None of these beers has any significant amount of bitterness. “Hops were not a big factor in beers back then,” Kehoe says.

Yards’s Ales of the Revolution are the foamy equivalent of comfort foods, full-bodied and rich. At a Yards beer dinner at Alexandria’s Jackson 20 restaurant last month, chef Dennis Marron paired the beer with a hearty, meat-heavy menu that planters of Washington’s era would have enjoyed (although it’s unlikely they ever encountered the meatloaf sliders or Spam cracklins that were served that evening).

The Ales of the Revolution were originally commissioned by Philadelphia restaurateur Walter Staib, owner and head chef of the City Tavern, a re-creation of a Colonial tavern where Washington entertained when Philadelphia was the nation’s capital. Staib featured the beers in a series of cooking demos he did at Monticello for the PBS series “A Taste of History.” “I was the only chef who cooked in Thomas Jefferson’s kitchen since he passed away in 1826,” he boasts. He adds that he’ll be filming shows at Mount Vernon this fall.

Kehoe says it was Staib’s TV appearances that inspired him to expand distribution into the Northern Virginia market last year.

How closely do these brews resemble Colonial beers? If we could transport Washington, Jefferson and Sam Adams (the patriot, not the lager) to a well-stocked modern bar, would they find anything they recognized as beer?

Rich Wagner, a Pennsylvania beer historian who has conducted Colonial brewing demonstrations, says “it’s virtually impossible to make beers of antiquity exactly as they would have tasted.” Barley and hop varieties were different back then; you’d be hard-pressed to replicate them “without going to a seed bank and planting some heirloom variety.”

Maltsters had less control over the roasting of the grains.
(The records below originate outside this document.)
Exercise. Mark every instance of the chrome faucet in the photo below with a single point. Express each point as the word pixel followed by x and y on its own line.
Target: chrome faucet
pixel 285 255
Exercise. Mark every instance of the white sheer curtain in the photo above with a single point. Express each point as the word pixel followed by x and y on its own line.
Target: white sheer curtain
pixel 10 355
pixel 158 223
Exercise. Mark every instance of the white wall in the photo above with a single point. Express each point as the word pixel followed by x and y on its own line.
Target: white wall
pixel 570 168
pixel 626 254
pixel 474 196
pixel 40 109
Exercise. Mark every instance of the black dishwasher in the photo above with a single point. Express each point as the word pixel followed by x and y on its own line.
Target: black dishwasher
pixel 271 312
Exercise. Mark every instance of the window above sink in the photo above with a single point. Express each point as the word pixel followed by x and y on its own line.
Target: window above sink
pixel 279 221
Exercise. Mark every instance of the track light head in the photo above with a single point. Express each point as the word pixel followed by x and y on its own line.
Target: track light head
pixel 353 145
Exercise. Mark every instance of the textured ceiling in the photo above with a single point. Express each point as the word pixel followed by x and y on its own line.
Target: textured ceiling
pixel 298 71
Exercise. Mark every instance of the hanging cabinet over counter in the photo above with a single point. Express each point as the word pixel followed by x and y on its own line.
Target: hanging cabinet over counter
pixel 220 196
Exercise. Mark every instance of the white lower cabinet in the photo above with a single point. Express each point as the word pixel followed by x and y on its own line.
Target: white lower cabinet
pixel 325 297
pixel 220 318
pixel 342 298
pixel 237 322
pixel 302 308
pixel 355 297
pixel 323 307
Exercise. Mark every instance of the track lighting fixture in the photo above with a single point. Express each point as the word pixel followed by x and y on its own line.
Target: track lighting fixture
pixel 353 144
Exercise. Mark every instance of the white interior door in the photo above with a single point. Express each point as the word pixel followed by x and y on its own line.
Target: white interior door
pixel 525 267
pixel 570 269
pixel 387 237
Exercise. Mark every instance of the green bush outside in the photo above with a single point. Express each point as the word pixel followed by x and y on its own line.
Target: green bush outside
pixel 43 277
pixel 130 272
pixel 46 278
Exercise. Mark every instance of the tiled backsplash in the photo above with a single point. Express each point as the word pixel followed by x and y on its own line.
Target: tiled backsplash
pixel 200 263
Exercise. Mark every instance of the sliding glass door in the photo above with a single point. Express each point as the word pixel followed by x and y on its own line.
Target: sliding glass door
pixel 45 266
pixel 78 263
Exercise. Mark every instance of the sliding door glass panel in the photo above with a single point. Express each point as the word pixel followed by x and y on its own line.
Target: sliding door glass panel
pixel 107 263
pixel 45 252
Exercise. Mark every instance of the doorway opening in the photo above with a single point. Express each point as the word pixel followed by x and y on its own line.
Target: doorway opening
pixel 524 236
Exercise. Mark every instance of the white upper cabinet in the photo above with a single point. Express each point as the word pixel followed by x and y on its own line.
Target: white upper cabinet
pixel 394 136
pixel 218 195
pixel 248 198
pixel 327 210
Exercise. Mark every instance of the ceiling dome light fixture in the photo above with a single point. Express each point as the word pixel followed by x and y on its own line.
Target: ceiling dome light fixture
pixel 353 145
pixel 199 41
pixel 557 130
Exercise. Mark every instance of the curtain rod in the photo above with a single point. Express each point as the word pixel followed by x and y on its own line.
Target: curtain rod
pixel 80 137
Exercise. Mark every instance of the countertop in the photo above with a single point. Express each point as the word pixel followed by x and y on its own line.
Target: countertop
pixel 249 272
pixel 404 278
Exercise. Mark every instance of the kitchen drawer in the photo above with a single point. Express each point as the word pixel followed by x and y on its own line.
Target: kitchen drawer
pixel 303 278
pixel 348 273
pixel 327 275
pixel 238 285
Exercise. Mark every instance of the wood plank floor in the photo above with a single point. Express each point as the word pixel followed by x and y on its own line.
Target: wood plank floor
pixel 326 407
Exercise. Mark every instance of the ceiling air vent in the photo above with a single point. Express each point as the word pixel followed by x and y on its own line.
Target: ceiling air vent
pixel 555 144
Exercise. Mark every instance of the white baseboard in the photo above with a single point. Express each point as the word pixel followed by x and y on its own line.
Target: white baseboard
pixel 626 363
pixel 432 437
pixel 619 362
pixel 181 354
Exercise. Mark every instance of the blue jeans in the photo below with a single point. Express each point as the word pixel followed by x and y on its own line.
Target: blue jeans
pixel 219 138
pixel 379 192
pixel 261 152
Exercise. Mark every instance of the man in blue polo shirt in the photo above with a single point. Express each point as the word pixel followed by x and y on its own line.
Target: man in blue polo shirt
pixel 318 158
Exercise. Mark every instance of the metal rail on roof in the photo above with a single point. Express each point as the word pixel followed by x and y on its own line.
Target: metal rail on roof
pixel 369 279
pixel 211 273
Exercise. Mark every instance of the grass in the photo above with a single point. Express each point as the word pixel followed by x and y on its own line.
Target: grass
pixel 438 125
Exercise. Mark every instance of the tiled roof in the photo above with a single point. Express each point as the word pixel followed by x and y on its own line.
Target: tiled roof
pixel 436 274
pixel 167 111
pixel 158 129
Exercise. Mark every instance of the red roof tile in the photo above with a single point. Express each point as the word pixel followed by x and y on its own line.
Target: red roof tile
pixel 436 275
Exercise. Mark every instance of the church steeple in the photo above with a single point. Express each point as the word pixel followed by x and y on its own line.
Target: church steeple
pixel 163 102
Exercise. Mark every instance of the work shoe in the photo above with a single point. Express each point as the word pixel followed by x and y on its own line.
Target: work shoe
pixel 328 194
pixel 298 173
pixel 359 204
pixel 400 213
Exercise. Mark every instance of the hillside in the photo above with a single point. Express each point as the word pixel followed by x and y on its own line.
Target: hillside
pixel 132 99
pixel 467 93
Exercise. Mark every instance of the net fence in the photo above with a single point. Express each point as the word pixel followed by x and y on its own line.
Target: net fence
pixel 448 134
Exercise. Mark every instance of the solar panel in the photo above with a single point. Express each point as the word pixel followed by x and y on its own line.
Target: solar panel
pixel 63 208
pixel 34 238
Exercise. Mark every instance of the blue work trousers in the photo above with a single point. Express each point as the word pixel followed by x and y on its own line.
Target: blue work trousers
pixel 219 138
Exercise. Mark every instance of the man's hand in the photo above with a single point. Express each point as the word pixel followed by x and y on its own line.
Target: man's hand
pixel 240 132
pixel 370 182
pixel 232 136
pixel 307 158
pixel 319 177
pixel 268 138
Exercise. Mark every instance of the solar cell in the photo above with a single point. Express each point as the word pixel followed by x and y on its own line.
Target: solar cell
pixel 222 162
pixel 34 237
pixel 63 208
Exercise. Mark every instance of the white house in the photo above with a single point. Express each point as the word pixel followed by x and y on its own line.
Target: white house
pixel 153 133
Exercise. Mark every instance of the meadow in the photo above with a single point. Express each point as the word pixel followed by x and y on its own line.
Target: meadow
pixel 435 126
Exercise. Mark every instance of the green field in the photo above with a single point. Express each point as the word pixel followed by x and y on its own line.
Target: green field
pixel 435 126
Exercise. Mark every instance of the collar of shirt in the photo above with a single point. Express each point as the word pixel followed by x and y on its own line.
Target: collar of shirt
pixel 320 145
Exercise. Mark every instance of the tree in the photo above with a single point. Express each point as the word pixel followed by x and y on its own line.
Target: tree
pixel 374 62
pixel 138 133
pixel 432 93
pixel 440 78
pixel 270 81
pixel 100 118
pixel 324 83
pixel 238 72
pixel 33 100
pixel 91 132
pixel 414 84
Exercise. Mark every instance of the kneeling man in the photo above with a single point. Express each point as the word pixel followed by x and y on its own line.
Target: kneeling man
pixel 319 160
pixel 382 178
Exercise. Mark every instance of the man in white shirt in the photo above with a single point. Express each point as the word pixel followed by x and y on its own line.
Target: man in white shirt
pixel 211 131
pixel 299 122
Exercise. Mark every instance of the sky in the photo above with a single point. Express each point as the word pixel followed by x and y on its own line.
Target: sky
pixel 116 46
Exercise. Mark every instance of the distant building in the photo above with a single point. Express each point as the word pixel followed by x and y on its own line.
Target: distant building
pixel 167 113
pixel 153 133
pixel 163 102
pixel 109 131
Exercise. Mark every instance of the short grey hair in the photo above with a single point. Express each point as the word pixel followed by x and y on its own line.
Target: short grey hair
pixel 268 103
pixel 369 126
If they dried the malt over a direct flame, it would have picked up smokiness from the wood.

The key factor, in Wagner’s opinion, is that there were no pure yeast cultures back then. Yeast cells tend to mutate rapidly, and their offspring, over time, can produce widely varying beers. Furthermore, during fermentation, brewers had no way to control the temperature, which can exert a profound effect on the outcome.

Wagner adds, however, that consumer expectations were different as well. “Without refrigeration, beer in the barrel changed from day to day, and if it went sour, they probably didn’t waste it. They may have added some sugar, which seems to be the answer to everything back then. I know they mixed fresh and stale together to get more mileage out of beer that had gotten a little long in the tooth.”

Kehoe concurs: “I wonder if some beer back in those days would have been hard to swallow.”

To Wagner, the Yards beers “resemble what our forefathers may have enjoyed, but in all likelihood they are a lot better.”